SUPREME COURT OF THE UNITED STATES

TIM SHOOP, WARDEN v. AUGUST CASSANO

on petition for writ of certiorari to the united states court of appeals for the sixth circuit


No. 21–679. Decided June 21, 2022

The motion of respondent for leave to proceed in forma pauperis is granted. The petition for a writ of certiorari is denied.

 Justice Thomas, with whom Justice Alito joins, dissenting from denial of certiorari.

 In 1997, respondent August Cassano was serving a life sentence in Ohio for aggravated murder. The prison assigned Cassano a new cellmate, Walter Hardy. A few days later, Cassano murdered Hardy by stabbing him 75 times with a prison shank. An Ohio jury convicted Cassano of capital murder, and the trial court sentenced him to death. Yet, more than 20 years later, the Sixth Circuit granted Cassano habeas relief because it thought that the state trial court had ignored Cassano when he purportedly invoked his right to represent himself at trial. In doing so, the Sixth Circuit failed to treat the state-court adjudication of Cassano’s self-representation claim with the deference demanded by the Antiterrorism and Effective Death Penalty Act of 1996 (AEDPA).

 To correct this manifest error, I would grant Ohio’s petition and summarily reverse the Sixth Circuit. Therefore, I respectfully dissent from denial of certiorari.

I

Cassano is no stranger to violence. In 1976, he and an accomplice shot bartender Donald Pinto through the heart during a heist in Akron, Ohio. An Ohio jury convicted Cassano of aggravated murder and robbery, and he received a life sentence. State v. Cassano, 1976 WL 188932, *1–*2  (Ohio App., Nov. 10, 1976). Over his first 21 years in custody, Cassano participated in over 100 fights and stabbed four people. Once, he stabbed a fellow inmate approximately 32 times before the victim escaped. State v. Cassano, 96 Ohio St. 3d 94, 98, 2002-Ohio-3751, ¶¶3, 25, 772 N. E. 2d 81, 87, 89.

 In 1997, prison officials assigned Walter Hardy to be Cassano’s cellmate. That decision angered Cassano, who said he “ ‘didn’t want that snitching ass faggot in his cell.’ ” Id., at 95, 772 N. E. 2d, at 87. Cassano told other inmates that if Hardy was not removed, he would “ ‘remove [Hardy] himself.’ ” Ibid. It was no bluff. A few days later, a corrections officer responded to a scuffle in the cell. He found Cassano standing over Hardy and stabbing him with a shank. Hardy pleaded for help, yelling, “ ‘he’s killing me, he’s stabbing me.’ ” Ibid., 772 N. E. 2d, at 88. As the officer waited for backup, he ordered Cassano to stop. Ibid. But Cassano kept stabbing Hardy until backup arrived and the officers entered the cell.
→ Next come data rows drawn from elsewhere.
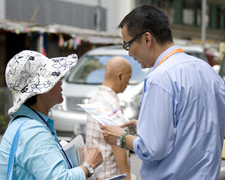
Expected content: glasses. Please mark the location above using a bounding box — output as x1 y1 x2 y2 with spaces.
123 30 150 51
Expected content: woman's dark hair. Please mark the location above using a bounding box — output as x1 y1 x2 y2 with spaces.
118 5 173 45
24 95 37 106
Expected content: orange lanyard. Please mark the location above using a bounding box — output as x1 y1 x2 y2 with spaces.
158 48 184 66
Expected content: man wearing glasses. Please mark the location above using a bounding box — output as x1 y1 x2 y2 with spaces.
101 5 225 180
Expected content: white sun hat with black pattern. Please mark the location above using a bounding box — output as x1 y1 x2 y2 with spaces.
5 50 77 114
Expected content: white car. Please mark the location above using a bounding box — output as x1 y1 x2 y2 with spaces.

Hardy later succumbed to the roughly 75 stab wounds Cassano inflicted on his head, neck, back, and chest. Id., at 96, 772 N. E. 2d, at 88. A nurse checked Cassano for injuries. Ibid. His only complaint was that his shoulder was tired. Ibid.

 State prosecutors charged Cassano with capital murder in March 1998, and the state trial court appointed him defense counsel. But, by May 14, 1998, Cassano no longer approved of his appointed counsel. That day, he filed two pro se motions. One, labeled a “Waiver of Counsel,” said that Cassano wanted to control his own defense. The other, labeled a “Motion for Appointment of Substitute Counsel,” said that his counsel was ineffective and asked the court to appoint him another lawyer. When the old counsel withdrew, the trial court appointed the requested attorney along with two others. The court did not explicitly rule on the motion for waiver of counsel. See 1 F. 4th 458, 462–463 (CA6 2021).

  On September 25, 1998, Cassano filed another motion, this time requesting to participate in the trial as co-counsel alongside his new attorneys. During a hearing that day, he reiterated that he had “a right to be co-counsel with [his] attorneys.” App. to Pet. for Cert. 260a. The trial court responded that Cassano was “not going to represent [himself] in this matter,” and denied the motion. Ibid.

 On April 23, 1999—three days before trial—Cassano told the trial court that he did not think his lead attorney had prepared adequately for trial. Cassano said: “I would like my lead counsel to be here and be prepared when my trial starts.” Id., at 264a. A short time later, the trial court asked whether Cassano had anything else to say. Cassano responded: “Is there any possibility I could represent myself? I’d like that to go on record.” Id., at 265a. The judge refused, explaining that he and Cassano had “talked about it before” and that he would “be doing [Cassano] a disservice by allowing that.” Ibid. Neither the court nor the parties discussed self-representation again. See id., at 265a–271a. A jury then found Cassano guilty of aggravated murder, and he was sentenced to death.

 Cassano appealed. As relevant here, he brought a claim that the trial court had violated his right to represent himself by denying what he argued were three motions requesting self-representation. The Supreme Court of Ohio affirmed in a published opinion. In a section labeled “Preliminary Issues: Self-representation,” the court described the three alleged invocations before “reject[ing] Cassano’s claim that his rights of self-representation were violated.” Cassano, 96 Ohio St. 3d, at 98, 100, 772 N. E. 2d, at 90, 91.

Cassano later filed a federal habeas petition under 28 U. S. C. §2254. His “First Claim for Relief ” argued that the state trial court violated his right to self-representation in the lead-up to trial, in violation of Faretta v. California, 422 U. S. 806 (1975). See Amended Pet. for Habeas Corpus in Cassano v. Bradshaw, No. 1:03–cv–1206 (ND Ohio), ECF Doc. 138, p. 15. The District Court for the Northern District of Ohio reviewed the Supreme Court of Ohio’s decision rejecting Cassano’s Faretta arguments on direct appeal. Applying AEDPA deference, the District Court denied relief but issued a certificate of appealability on Cassano’s Faretta claim. Cassano v. Bradshaw, 2018 WL 3455531, *18–*26, *57 (July 18, 2018).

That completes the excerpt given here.